Una posible solución podría ser incluir más empleados provenientes del sector privado y eliminar a politiqueros de oficio que no hace más que detener cualquier proceso de avance en las instituciones públicas.

Casimiro López dijo...

La opción que yo manejo es mucho más simple y a la vez más barata: esas pagos a empresas particulares se inviertan en incentivar económicamente a los trabajadores públicos, además de incrementar cursos de especialización. No cuesta mucho y con toda probabilidad sus trabajos se acercarán mucho más a la realidad que busca el "jefecillo" político de turno.

Mariana Sarceda dijo...

Muy buena reflexión. Soy de Argentina y situaciones idénticas se repiten acá también.. Obviamente en todos lados se cuecen habas y resulta más fácil pagar a otros para que (no) hagan su trabajo que entrenar a alguien para que trabaje.

ocortes dijo...

El tema de las externalizaciones es un asunto peliagudo. Una práctica que puede estar bien para ciertos casos se está convirtiendo en un abuso para pagar favores o beneficiar a ciertos grupos de interés que puedan beneficiar. Creo que un modelo mixto en el que participen la gente de dentro y las asesorías externas puece ser útil, dependiente también por supuesto del tema del que se trate.

Casimiro López dijo...

Pero permitirme que añada una vez más mi interrogación más crítica: ¿es que entre 140.000 funcionarios que tiene la Generalitat no hay personal suficiente para llevar a a cabo esa asesoría de imagen.

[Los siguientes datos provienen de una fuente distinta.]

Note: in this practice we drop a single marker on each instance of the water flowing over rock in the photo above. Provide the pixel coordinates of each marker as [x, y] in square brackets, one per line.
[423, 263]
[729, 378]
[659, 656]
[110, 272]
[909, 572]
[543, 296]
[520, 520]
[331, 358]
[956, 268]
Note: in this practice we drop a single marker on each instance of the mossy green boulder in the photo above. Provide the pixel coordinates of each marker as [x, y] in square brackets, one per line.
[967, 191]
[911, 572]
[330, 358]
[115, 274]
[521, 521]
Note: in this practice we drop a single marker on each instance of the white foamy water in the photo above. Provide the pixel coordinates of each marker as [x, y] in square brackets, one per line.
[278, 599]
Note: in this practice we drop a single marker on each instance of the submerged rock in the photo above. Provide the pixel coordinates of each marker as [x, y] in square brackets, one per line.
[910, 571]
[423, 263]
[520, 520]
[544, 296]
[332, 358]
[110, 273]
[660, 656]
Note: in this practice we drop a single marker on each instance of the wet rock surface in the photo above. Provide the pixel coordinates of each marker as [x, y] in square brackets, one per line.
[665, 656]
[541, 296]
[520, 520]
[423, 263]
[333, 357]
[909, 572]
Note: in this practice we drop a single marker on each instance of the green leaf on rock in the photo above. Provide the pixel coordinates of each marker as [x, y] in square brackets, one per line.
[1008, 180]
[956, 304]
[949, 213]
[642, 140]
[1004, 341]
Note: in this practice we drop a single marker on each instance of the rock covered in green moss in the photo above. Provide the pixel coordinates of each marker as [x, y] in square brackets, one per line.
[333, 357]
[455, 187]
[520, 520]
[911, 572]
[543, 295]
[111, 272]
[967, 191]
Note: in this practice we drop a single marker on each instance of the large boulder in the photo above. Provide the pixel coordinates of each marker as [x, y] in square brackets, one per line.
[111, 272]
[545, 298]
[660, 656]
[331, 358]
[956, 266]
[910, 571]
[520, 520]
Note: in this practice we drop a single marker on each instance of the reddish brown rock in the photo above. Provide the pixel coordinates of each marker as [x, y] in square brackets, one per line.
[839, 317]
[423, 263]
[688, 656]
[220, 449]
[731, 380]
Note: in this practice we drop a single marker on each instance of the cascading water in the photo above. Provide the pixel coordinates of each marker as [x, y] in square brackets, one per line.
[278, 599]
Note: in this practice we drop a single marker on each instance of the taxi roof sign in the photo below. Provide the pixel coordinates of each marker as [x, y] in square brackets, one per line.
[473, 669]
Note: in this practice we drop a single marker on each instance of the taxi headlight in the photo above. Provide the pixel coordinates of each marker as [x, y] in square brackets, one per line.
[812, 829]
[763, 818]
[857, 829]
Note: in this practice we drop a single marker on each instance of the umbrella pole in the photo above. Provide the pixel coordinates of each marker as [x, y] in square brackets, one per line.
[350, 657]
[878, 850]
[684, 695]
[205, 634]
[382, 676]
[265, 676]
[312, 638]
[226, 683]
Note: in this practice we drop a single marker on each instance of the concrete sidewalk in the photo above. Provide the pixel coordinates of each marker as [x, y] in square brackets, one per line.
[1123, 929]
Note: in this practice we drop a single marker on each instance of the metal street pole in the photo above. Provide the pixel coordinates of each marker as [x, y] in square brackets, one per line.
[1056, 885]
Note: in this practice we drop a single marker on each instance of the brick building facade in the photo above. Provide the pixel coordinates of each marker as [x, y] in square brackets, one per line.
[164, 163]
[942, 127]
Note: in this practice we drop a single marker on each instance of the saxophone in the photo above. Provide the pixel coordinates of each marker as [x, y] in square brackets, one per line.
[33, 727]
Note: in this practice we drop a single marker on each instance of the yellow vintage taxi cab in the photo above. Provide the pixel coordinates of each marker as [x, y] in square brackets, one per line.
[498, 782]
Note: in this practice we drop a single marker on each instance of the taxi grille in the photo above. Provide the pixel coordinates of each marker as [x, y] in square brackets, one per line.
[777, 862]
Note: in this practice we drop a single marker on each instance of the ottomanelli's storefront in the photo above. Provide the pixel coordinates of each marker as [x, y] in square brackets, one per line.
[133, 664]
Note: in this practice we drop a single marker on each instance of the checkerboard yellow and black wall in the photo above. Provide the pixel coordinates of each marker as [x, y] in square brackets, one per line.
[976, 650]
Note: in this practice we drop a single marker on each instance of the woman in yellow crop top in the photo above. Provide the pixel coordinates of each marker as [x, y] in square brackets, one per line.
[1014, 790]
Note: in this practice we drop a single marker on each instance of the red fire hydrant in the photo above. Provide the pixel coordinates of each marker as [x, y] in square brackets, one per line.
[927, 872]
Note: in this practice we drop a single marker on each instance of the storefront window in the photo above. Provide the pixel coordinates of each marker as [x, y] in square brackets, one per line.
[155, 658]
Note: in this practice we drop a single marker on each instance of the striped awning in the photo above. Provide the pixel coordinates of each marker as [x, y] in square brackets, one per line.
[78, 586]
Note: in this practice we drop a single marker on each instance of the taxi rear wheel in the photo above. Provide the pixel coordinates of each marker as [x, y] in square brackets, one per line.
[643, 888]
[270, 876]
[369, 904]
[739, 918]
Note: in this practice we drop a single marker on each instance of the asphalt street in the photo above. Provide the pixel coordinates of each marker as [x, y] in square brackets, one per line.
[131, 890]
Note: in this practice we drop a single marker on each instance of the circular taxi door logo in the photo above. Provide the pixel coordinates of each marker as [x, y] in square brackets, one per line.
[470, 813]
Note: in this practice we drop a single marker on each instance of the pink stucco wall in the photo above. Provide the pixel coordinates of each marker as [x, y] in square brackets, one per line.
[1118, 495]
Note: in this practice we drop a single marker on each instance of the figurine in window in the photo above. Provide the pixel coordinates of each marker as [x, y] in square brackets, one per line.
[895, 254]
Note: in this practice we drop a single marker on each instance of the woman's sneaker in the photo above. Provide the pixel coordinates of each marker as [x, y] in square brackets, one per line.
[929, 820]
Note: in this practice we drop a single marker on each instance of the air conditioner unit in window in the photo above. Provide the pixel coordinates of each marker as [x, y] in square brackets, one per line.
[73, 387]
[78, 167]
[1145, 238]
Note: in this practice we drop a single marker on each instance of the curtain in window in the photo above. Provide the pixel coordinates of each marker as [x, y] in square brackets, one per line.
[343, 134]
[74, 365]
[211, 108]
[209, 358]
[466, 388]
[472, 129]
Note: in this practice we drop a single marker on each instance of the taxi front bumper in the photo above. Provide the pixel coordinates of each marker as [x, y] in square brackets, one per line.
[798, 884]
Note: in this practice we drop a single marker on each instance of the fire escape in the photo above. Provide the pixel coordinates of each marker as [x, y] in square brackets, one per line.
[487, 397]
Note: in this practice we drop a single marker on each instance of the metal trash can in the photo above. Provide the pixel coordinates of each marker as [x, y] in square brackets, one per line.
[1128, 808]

Es nmás ¿lo invertido no puede ir mejor al personal de la Administración que seguro saldrá mucho más barato?.
Me encoragina comprobar una vez más que los políticos van por un lado y la gestión administrativa por otro

Anónimo dijo...

Soy licenciada en Periodismo, experta en comunicación empresarial y actualmente estoy trabajando como auxiliar administrativa en la Generalitat de Catalunya. No creo ser un caso único, entre los 140.000 funcionarios, la mayoría licenciados y diplomados, hay gente muy bien preparada pero no siempre se nos da la oportunidad

Anónimo dijo...

Funcionarios y laborales hay de sobra para hacer las tareas que citas, pero el político de turno desconoce, en la mayoría de los casos, la formación de la gente que tiene a su servicio. Así, los portavoces o directores generales de información, que en muchos casos no son periodistas, no tienen ni idea de las capacidades de sus subordinados. También les pueden ver como “enemigos”, pero no por trabajar lento y sin poco entusiasmo, como tú dices, sino por todo lo contrario: por eficacia periodística frente a su incapacidad o desconocimiento del “oficio”. Les resulta más provechoso externalizar servicios, que suelen recaer en empresas de amiguetes, que dar un sobresueldo a la gente de la casa. Además, creo que hay tanta gente cualificada y los sueldos son tan bajos en algunas administraciones que habría lista de espera entre los trabajadores públicos para ofrecer sus servicios y conseguir el plus.

Pedro marks dijo...

El sistema de oposición, puntuación y selección del funcionariado, orientado al puesto vitalicio de función única, no contempla perfiles dúctiles. No los contempla sobre el papel, de modo que cuando un político vea un listado de 3000 administrativos cuyas competencias supuestas no superan la ofimática y la gestión documental básica, no apreciará la cantidad de politólogos, psicólogos o perfiles de comunicación... que pueda haber.

Casimiro López dijo...

Me confirmaís con vuestros comentarios que el tema de la externalización de los servicios de imagen y comunicación de la Administración Pública es siempre el "regalo" que se da a los amiguetes de turno. Y, para colmo, los que trabajamos a diario tenemos que ver los resultados y , lo peor, utilizarlos sin que nadie nos enseñe cómo, de qué manera y para qué.